In this series of posts I record my notes from Daisy Christodolou’s book “Making good progress? The future of Assessment for Learning” It is quite excellent. You can buy a copy here.
Descriptor-based assessment
It is suggested that descriptor based assessments can be used to combine the purposes of formative and summative assessments, but this chapter outlines why this isn’t really the case.
Statements given in formative assessments across many different lessons can potentially be aggregated to give a summative assessment. Although problems arise with the aggregation itself – do students need to meet all of the statements at a particular level? To get round this different systems apply different methods and algorithms.
I have direct experience of using this assessment model for grading student internal assessment in DP biology classes. The guide advocates best-fit grading.
Although different systems give different names to the categories and levels that they give to assessments using descriptors, they aim to create a summative, shared meaning. Even if we don’t intend to create a summative assessment, the moment we give a grade or make a judgement about performance we are trying to create a shared meaning, we are making a summative inference. As discussed in the previous chapter, for that summative inference to be reliable the assessment has to follow certain restrictions: it has to be taken in standard conditions, distinguish between candidates and sample from a broad domain.

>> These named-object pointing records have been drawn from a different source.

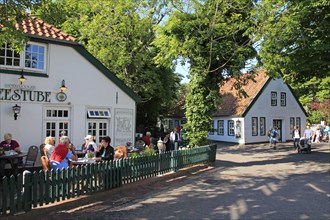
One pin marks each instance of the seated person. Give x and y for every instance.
(121, 152)
(146, 138)
(105, 151)
(49, 146)
(90, 145)
(9, 144)
(62, 154)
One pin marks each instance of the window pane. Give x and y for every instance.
(254, 126)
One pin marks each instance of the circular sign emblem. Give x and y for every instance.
(61, 96)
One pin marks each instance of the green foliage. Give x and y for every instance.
(120, 35)
(293, 38)
(149, 152)
(134, 154)
(215, 38)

Everytime we make a summative inference we are making a significant claim that requires a high standard of evidence to justify it.

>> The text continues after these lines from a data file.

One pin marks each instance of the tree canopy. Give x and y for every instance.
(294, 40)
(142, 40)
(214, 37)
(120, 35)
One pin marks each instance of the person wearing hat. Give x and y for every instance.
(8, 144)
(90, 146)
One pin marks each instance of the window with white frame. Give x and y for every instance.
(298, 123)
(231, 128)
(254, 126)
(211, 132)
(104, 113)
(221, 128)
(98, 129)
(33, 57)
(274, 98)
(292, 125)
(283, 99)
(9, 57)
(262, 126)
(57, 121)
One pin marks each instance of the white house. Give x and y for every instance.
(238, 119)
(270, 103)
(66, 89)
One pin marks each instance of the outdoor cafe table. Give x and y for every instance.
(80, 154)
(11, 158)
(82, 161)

This model does not provide valid formative data because the model is based on descriptions of performance, they lack specificity as to the process and therefore cannot be used responsively in the way that true formative assessment should be. They do not analyse what causes performance. They are designed to assess final performance against complex tasks.

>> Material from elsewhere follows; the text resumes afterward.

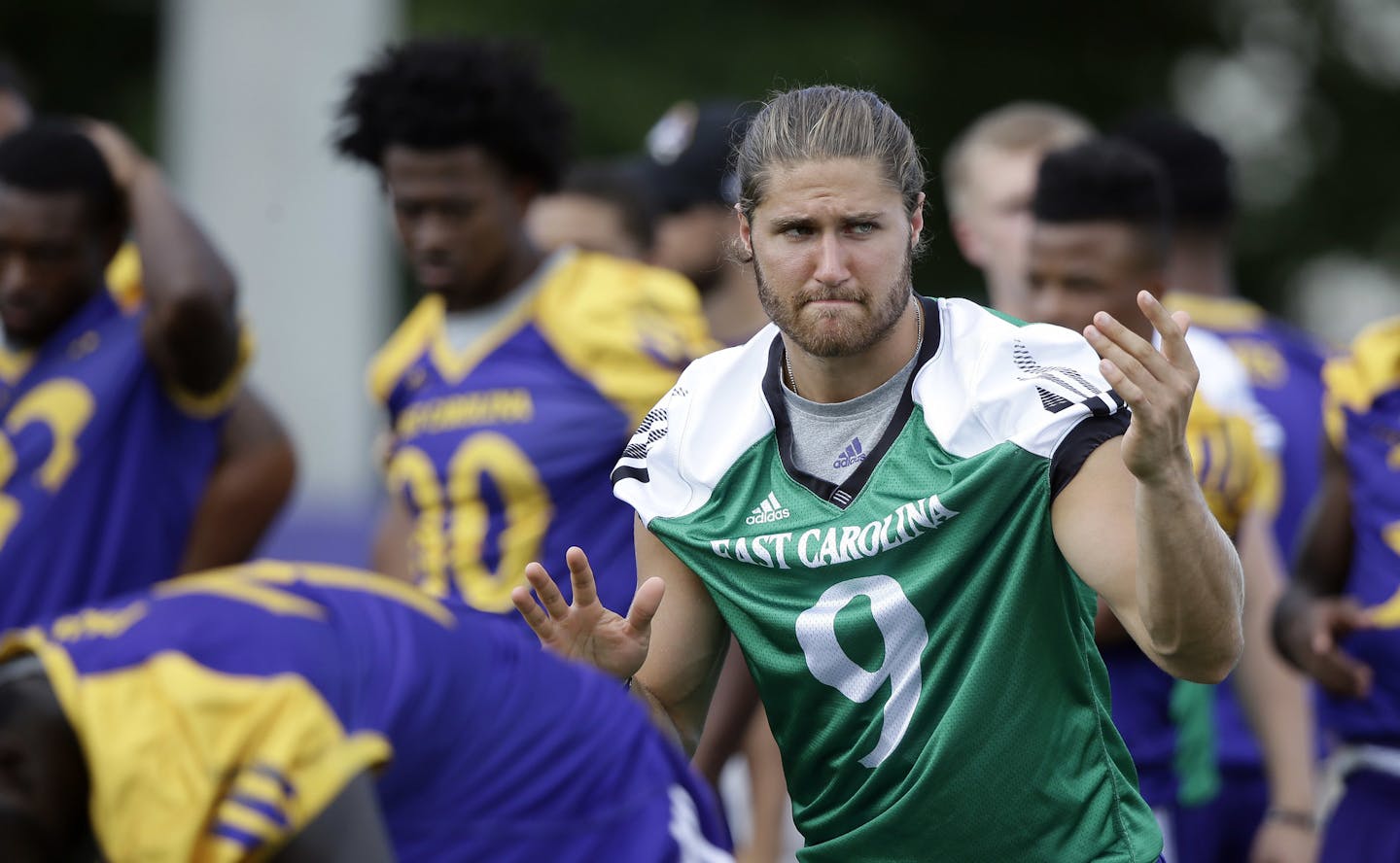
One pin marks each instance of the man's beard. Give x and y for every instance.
(853, 336)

The reasons descriptors are not useful for formative feedback because:
- They are descriptive not analytic
- They are generic not specific
- They are short term not long term
Pupils may benefit from tasks that are not able to be measured by the descriptors. The descriptors do not provide a model of progression. For example making inferences from text requires a large amount of background knowledge, gaining that knowledge and assessing the gain cannot be done using activities that can be assessed by these descriptors.
You may argue that teachers are free to use whatever activities they want in lessons as long as they realise that only some of them are capable of contributing to the final grade.
However some of the systems warn against using other tasks and can be designed to be used every lesson and require judgements to be made against hundreds of different statements, leaving little time for anything else.
Therefore there is lots of pressure to use class time to be the type of task you can get a grade from. Quizzes and vocab tests get a bad reputation as they don’t provide evidence for the final grade. If every lesson is set up to allow pupils to demonstrate fully what they are capable of, then lessons start to look less like lessons and more like exams.
Generic feedback based on descriptors does not analyse where the issues are and importantly, tell students how to improve. The descriptor only allows tasks that allow grading by descriptor. This will leave it hard for the teacher to diagnose where a pupil has gone wrong. Even at more advanced levels of understanding there is still value in isolating the different components of a task to aid diagnosis.
Educators can’t even agree on what learning is at least doctors and nurses agree on what health is!
Generic targets provide the illusion of clarity, they seem like they are providing feedback but they are actually more like grades. If a comment is descriptive and not analytic, then it is effectively grade-like in it’s function: it is accurate but unhelpful.
Finally these descriptors do not distinguish between short term performance and long term learning. This is the most difficult factor in establishing reliable formative inferences. If we want to know if a student needs more teaching on a topic, then formative assessment right after a unit will not allow us to make such an inference.
In terms of summative assessments there are several reasons why using prose descriptors is problematic. These are:
- Judgements are unreliable – underlying questions can vary in difficulty but can still match the prose description. If different teachers both within and between schools utilise different questions and tasks (that match the prose description) to summatively assess students, this introduces uncertainty into the assessment and cannot be used to produce a shared meaning. Ensuring examiners interpret these statements in the same way is also extremely difficult. Descriptors lack specificity and can therefore be interpreted differently, making judgements unreliable. Different judgements cannot produce a shared meaning.
- Differing working conditions – different tasks completed in different situations cannot produce shared meaning. Subtle differences in how tasks are present will influence how well students can do.
- Bias and stereotyping – humans are subject to unconscious bias and stereotypes even more so under pressure. This will influence the judgements that they make.